The writer must be a lunatic, said Mukundan. He [the writer] must suffer from restlessness. Mukundan added that today’s writers don’t have serious problems that can make them restless. The most acute problem of today’s world is not poverty. Perhaps the most acute problem today is not getting parking space for one’s car. Even the unemployed youth of today ride bikes costing Rs80,000, said Mukundan.
Mukundan is right. Very few people can write good fiction without going through the pangs of existence. But the pangs of existence need not be the pangs of poverty, starvation, or unemployment as Mukundan seems to make it out, at least according to the report that appeared in the Malayala Manorama dated Nov 12. No sane person can advocate evils like poverty for the sake of good literature.
I agree with Mukundan that writers must be a little eccentric. Like Arundhati Roy. She does not suffer unemployment, poverty or starvation. Shakespeare didn’t either at least when he wrote his best plays. But I can always keep Shakespeare in a separate niche because he was a rare genius. And the rules for the ordinary mortals don’t apply to geniuses. It’s a pity that Arundhati Roy does not write novels now.

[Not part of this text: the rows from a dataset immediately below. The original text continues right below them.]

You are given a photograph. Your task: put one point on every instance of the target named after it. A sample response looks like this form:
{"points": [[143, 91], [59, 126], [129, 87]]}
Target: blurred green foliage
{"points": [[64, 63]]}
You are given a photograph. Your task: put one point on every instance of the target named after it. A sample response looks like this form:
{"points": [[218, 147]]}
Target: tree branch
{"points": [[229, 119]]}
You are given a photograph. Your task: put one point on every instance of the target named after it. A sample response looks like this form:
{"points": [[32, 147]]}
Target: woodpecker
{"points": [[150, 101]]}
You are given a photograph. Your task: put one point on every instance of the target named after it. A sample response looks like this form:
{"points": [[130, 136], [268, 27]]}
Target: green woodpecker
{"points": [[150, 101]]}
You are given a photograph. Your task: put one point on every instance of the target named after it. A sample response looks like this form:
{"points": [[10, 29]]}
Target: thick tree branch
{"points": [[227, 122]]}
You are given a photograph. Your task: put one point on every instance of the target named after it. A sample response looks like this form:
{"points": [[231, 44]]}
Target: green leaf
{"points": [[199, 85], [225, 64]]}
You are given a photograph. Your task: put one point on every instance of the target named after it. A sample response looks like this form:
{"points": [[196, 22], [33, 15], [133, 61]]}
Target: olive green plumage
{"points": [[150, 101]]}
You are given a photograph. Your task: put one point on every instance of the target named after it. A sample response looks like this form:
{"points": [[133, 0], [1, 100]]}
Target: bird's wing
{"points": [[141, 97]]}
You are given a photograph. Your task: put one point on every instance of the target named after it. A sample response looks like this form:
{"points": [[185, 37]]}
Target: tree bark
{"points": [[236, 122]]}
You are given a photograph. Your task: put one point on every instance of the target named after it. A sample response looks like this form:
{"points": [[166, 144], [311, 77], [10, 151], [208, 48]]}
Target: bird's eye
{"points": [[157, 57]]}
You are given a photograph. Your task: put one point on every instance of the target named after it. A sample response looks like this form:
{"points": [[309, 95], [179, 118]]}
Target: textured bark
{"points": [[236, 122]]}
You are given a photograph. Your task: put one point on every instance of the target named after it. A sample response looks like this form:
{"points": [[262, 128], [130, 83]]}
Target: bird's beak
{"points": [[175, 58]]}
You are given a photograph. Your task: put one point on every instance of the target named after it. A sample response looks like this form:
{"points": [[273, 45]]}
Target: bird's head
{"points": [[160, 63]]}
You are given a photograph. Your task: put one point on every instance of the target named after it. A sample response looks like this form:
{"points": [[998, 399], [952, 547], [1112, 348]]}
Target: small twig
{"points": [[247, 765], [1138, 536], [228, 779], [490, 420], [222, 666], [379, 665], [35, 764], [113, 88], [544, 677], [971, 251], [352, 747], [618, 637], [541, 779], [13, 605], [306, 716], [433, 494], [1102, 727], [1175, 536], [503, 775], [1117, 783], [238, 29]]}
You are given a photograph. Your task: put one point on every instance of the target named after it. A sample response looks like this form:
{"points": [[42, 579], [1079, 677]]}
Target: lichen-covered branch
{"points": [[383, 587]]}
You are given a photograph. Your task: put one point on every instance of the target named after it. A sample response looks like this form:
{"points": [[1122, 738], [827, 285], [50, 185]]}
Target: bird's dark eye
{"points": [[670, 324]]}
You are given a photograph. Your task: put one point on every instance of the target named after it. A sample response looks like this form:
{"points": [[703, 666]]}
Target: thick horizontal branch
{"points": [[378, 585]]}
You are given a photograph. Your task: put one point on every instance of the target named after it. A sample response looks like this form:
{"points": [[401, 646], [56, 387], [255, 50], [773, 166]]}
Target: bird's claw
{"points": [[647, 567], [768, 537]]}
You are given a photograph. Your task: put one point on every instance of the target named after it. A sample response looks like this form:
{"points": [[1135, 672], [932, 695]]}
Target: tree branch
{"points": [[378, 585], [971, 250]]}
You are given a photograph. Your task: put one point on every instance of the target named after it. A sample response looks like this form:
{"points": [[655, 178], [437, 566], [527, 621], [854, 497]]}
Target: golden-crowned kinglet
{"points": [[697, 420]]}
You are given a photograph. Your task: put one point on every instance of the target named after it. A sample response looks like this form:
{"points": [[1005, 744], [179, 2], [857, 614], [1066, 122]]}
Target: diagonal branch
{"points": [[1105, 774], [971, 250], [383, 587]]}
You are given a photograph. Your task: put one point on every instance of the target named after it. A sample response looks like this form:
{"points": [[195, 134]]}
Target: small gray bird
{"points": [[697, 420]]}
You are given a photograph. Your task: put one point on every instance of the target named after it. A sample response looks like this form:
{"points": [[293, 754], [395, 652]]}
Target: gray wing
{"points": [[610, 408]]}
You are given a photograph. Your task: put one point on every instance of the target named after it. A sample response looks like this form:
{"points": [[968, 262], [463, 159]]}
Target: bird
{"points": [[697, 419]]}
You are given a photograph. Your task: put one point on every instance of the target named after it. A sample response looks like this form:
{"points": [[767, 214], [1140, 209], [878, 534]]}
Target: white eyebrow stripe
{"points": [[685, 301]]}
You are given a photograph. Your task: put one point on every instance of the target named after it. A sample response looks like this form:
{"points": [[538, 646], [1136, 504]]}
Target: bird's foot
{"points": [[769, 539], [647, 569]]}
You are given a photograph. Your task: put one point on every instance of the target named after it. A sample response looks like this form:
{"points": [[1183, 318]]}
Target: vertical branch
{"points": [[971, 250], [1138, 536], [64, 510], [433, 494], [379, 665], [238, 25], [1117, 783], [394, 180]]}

I hope what Mukundan meant is that writers must have a high degree of sensitivity. I’m quite sure that’s what he meant. The Manorama journalist must not have caught that. Bernard Shaw described journalism as the profession of the illiterate precisely because of this: most journalists end up as mere coffee shop gossipers. They have done much harm to Arundhati Roy too.
Is that why Ms Roy has switched to writing articles? Articles that are similar to machine guns?
Have machine guns become the only viable tools of sensitive intellectuals today?
Viable. I remember how Roy’s only novel plays with that word and equates with die-able.
Writers should be die-able. That’s the eccentricity of genuine literary writers. Ready to die for the cause they believe in.
And there are very few writers of that sort today. Mukundan is right after all.